Authors: John Baker
But whether he heard Great-uncle Matthew come to bed or not, Danny would always wake when it was time for the old man to fill the chamber pot. This activity took place in the dark and was therefore unseen, an audible experience with more than a hint of pong. Sometimes so strong that it made the boy’s eyes water.
His great-uncle’s bed would heave and creak as the man shifted his weight from the hollow of the centre to the edge of the mattress. Danny would listen as the two bare feet slapped on the boards and the scrabbling for the pot took place. The stream of piss would hit the bottom of the pot and continue splashing into itself for what seemed an eternity. Danny thought it would never stop, that Great-uncle Matthew would turn himself into a waterfall, a pissfall, and that the pot would overflow and the room fill up until the beds were rafts, afloat in the stinking effluent of the old man’s bladder.

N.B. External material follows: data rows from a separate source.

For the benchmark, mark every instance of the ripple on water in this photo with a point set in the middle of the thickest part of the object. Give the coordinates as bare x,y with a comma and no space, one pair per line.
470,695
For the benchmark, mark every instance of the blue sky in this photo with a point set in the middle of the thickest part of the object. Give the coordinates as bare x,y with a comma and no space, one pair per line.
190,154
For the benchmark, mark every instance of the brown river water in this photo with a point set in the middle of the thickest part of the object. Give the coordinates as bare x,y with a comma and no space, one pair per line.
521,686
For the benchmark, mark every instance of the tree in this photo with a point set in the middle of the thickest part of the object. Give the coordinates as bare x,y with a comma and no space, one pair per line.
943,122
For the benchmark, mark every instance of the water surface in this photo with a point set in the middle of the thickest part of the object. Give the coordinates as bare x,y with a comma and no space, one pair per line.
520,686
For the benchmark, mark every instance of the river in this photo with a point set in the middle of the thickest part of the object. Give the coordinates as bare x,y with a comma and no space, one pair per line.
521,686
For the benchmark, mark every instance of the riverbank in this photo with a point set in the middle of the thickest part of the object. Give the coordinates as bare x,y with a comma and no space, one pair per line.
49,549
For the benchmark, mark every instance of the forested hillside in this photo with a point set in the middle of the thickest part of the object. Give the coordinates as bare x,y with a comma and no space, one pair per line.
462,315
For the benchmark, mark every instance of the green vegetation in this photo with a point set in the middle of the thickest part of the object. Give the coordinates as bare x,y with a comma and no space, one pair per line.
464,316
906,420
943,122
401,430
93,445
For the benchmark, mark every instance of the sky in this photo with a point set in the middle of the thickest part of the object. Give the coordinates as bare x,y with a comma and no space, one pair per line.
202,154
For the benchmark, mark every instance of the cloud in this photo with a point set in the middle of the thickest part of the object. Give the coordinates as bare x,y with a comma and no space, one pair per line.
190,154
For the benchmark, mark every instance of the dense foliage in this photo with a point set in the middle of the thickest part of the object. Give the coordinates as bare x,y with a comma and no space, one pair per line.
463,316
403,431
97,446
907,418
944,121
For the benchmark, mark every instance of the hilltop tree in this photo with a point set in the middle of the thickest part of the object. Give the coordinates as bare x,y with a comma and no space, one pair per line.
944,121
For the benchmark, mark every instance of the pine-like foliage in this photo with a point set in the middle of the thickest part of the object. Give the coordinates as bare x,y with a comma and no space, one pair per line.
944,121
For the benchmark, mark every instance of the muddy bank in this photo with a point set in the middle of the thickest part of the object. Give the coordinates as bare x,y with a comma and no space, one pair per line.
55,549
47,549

But that never happened. Great-uncle Matthew would splash his stuff into the pot until the pot was full and then he would stop. He would put the pot on the floor and back-heel it gently under the bed. In the morning, when Great-uncle Matthew had gone to his cobble, Danny would inspect the pot. It held a quart of cloudy orange piss which obscured the bottom. But the wonder of it was that it was full, always, to within half an inch of the rim. It was impossible to lift. If you tried you were sure to spill it on the boards and then mother or Great-uncle Matthew would know you’d been messing with it again.
Danny didn’t try. But he made sure he was on hand when his mother or Great-uncle Matthew carried it to the outside loo to dump it and rinse it out later in the morning. They had to be careful. If they made one tiny mistake and got the body of liquid slopping about inside its container there would be nothing to stop it coming over the rim. More than once Danny had seen both of them stop dead halfway down the stairs, under the picture of Napoleon at Waterloo, holding their breath until the foaming piss settled back into the pot before they could carry on.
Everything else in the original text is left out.